D. RENFORCER L'ÉVALUATION ET LES OUTILS DE SUIVI, UN IMPÉRATIF POUR LA PROCHAINE LOI DE PROGRAMMATION DE LA JUSTICE

Plusieurs indicateurs de contexte ou de performance de la mission « Justice » pourraient être modifiés afin de mieux tenir compte des enjeux auxquels fait face le ministère et des demandes, politiques comme citoyennes, auxquelles la politique publique de la justice doit répondre.

Comme il l`avait déjà souligné dans son rapport budgétaire sur la mission « Justice » en 202213(*), l'indicateur de récidive14(*) est emblématique des difficultés de suivi et d'évaluation rencontrées par le ministère. Disparu en 2022, il est revenu dans le projet annuel de performance annexé au projet de loi de finances pour 2023. Ses modalités de calcul sont critiquables puisqu'elles ne retiennent que la récidive légale dans un délai de deux ans, à partir du casier judiciaire national, alors même que le délai est généralement de cinq ans dans les textes. L'indicateur transmis au Parlement dans les documents budgétaires diffère donc des taux de récidive calculés par le ministère, ce qui n'est pas de nature à favoriser la lisibilité de ces données, déjà difficiles à évaluer.

Par ailleurs, la récidive n'est constatée que lorsqu'elle est prévue par le code pénal, par exemple la commission de faits délictuels identiques dans un certain délai. L'indicateur n'inclut donc pas la réitération, une notion plus générale qui recouvre les situations dans lesquelles une seconde infraction est commise après la condamnation définitive pour la première infraction, et hors cas de récidive légale.

Un deuxième exemple concerne un enjeu budgétaire clé pour le ministère, ses dépenses immobilières. Le rapporteur souscrit ici pleinement à la recommandation de la Cour des comptes, qui souhaiterait que l'indicateur de performance énergétique du parc immobilier distingue les nouvelles constructions, qui répondent aux normes les plus exigeantes en la matière, des anciennes constructions, pour mieux évaluer les efforts de rénovation15(*). C'est d'autant plus important que le rapporteur spécial a rappelé à plusieurs reprises que les crédits mobilisés sur les programmes d'investissement de grande ampleur, tel que le « plan 15 000 », ne devaient pas conduire à occulter l'impératif de sanctuariser une partie des crédits immobiliers pour l'entretien des bâtiments existants. Il note à cet égard l'effort inédit pour l'entretien des établissements pénitentiaires, avec 160 millions d'euros consommés.

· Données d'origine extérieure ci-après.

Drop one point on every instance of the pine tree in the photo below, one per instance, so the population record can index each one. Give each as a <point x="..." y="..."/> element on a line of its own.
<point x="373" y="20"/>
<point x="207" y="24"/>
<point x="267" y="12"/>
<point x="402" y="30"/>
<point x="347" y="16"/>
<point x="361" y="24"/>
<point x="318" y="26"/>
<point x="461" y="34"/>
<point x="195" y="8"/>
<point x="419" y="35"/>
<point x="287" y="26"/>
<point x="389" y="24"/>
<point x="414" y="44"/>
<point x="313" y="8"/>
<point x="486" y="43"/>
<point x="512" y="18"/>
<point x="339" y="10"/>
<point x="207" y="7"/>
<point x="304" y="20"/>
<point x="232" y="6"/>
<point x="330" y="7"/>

Enfin, alors que le projet de loi de programmation de la justice pour la période 2023-202716(*) est actuellement en cours d'examen au Parlement, le rapporteur spécial réitère les propos tenus lors de l'examen des derniers projets de loi de finances : la hausse significative des crédits alloués à la mission « Justice » doit impérativement s'accompagner d'une évaluation de cette dépense. Il rejoint à ce titre la conclusion du contrôleur budgétaire et comptable ministériel, qui estime qu'un « travail approfondi sur les déterminants des principales dépenses du ministère » est nécessaire17(*).


* 13 Contribution sur la mission « Justice » de M. Antoine Lefèvre au rapport général n° 163 (2021-2022), fait au nom de la commission des finances sur le projet de loi de finances pour 2022, déposé le 18 novembre 2021 et contribution au rapport général n° 115 (2022-2023), fait au nom de la commission des finances sur le projet de loi de finances pour 2023, déposé le 17 novembre 2022.

* 14 Un indicateur dit de contexte, et non de performance.

* 15 Cour des comptes, «  Analyse de l'exécution budgétaire 2022. Mission Justice », avril 2023.

* 16 Dossier législatif du projet de loi d'orientation et de programmation du ministère de la justice 2023-2027.

* 17 Rapport annuel du contrôleur budgétaire et comptable ministériel près le ministère de la justice relatif à l'exécution budgétaire et à la situation financière et comptable ministérielle, année 2022.